Call the company doing this covering fire "Oracle," to match the essay. It's the customers' demands that make "Oracle's" actions effective as "covering fire." This seems especially true for the examples given in the essay. But is that the only route? Can "Oracle" create "covering fire" in other ways? Or, can a company make it more effective by doing more than just marketing?

I think "embrace, extend, extinguish" represents a way of enhancing covering fire. Namely: A company ("Oracle") with a dominant market share in some software market (1) implements in their software some standardized API, but then (2) extends it with their own specific stuff which many of their customers will want to use, then (3) uses that extension and its customers' dependence on it as covering fire.
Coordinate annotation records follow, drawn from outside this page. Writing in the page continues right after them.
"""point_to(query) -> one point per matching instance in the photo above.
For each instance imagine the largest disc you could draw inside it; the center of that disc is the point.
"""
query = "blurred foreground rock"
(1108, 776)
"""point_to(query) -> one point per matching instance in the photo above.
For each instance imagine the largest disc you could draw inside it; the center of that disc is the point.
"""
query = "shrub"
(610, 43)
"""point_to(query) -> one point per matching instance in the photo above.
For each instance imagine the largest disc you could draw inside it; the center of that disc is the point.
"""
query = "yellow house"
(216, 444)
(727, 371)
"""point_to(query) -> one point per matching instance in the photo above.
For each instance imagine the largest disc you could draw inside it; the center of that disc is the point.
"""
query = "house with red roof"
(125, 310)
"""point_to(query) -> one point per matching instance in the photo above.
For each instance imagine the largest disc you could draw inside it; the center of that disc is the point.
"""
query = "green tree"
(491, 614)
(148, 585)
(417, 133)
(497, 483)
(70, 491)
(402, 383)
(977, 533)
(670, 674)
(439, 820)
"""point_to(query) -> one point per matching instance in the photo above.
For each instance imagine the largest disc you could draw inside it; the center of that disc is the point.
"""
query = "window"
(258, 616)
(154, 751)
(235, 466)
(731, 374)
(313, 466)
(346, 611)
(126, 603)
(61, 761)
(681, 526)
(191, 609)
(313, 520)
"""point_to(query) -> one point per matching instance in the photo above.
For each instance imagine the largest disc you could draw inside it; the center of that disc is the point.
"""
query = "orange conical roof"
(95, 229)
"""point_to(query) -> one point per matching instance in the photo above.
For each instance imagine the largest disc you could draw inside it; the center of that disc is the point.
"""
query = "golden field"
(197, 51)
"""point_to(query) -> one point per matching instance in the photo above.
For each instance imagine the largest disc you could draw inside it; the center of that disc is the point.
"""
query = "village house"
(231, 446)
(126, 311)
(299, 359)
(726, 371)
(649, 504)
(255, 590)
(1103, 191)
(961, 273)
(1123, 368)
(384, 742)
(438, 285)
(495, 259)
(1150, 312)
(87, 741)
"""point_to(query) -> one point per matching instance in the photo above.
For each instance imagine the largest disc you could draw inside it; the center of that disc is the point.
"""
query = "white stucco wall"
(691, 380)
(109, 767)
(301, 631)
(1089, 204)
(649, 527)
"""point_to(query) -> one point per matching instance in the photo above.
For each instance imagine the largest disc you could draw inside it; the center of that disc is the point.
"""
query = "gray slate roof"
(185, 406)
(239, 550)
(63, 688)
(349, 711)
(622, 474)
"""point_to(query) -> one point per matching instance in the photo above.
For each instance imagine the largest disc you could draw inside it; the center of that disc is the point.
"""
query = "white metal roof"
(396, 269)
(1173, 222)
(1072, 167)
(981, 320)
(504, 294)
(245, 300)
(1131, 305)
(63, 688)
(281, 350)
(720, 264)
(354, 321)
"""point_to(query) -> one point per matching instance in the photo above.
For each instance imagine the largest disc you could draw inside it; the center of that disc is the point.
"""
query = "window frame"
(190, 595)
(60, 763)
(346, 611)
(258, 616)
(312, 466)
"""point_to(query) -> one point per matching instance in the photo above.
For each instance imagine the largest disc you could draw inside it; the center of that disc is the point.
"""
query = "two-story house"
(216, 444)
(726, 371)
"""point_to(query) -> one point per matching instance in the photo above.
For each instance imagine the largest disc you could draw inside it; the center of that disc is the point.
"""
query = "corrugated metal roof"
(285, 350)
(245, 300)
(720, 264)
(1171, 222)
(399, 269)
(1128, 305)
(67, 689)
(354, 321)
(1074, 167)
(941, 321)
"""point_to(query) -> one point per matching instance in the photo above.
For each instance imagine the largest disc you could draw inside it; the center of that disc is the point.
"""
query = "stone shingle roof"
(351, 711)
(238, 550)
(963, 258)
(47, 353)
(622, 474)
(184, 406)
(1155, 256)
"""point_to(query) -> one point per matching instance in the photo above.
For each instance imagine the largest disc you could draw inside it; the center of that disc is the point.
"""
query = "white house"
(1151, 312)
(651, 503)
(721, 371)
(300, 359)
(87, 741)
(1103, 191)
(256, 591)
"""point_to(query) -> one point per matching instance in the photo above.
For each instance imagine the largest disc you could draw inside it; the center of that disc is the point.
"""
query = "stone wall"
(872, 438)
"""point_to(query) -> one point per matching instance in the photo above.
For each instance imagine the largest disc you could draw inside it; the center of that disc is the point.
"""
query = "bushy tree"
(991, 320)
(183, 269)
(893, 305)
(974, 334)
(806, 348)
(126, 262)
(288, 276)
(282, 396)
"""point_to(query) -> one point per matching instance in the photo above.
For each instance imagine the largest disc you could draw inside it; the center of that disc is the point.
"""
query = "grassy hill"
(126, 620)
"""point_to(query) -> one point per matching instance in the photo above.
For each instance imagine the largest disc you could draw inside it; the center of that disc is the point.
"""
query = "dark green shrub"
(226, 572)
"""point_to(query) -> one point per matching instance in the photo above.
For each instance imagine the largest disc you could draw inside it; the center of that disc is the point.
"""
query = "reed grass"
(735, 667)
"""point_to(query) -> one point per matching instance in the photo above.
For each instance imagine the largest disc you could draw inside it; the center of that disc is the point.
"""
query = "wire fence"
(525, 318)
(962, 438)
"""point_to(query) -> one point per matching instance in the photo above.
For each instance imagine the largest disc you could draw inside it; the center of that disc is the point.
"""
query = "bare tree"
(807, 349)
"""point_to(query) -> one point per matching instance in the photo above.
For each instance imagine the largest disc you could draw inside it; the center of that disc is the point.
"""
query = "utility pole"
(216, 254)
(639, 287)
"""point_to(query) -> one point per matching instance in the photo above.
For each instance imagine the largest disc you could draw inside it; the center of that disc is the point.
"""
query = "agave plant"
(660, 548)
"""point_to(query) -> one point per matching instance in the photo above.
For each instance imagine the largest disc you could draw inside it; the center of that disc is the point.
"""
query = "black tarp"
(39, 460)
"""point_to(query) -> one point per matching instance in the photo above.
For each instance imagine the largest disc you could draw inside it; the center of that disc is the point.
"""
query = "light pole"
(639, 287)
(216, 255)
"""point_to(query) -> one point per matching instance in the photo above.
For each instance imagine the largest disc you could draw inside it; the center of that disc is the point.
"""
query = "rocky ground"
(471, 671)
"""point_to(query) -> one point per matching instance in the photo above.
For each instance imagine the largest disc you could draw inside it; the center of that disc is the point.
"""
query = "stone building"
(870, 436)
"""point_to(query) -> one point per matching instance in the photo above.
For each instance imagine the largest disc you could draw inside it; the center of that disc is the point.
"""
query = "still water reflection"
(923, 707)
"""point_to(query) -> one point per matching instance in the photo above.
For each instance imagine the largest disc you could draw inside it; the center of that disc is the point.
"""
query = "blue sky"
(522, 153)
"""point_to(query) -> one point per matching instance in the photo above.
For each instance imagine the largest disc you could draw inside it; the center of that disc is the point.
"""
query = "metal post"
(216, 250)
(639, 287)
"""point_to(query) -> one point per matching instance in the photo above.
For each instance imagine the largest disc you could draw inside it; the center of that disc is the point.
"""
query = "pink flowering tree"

Except maybe not, because covering fire means forcing change, and it's not clear to me how that would work in this case. A third party could try to re-implement the extensions, right? As long as they're busy doing that, the extensions are effective as covering fire. But what keeps them from succeeding and moving on? I suppose new features and the new bugs they cause in old code? If I recall correctly, the original essay suggests that "covering fire" is/can be a matter of coming out with more new technologies or features faster than "Oracle's" competitors can implement them, possibly by redeveloping the same technology with many different incompatible interfaces or extensions. I'm not sure I understood that entirely, though.

Does this get me any closer to understanding anything? Hard to tell.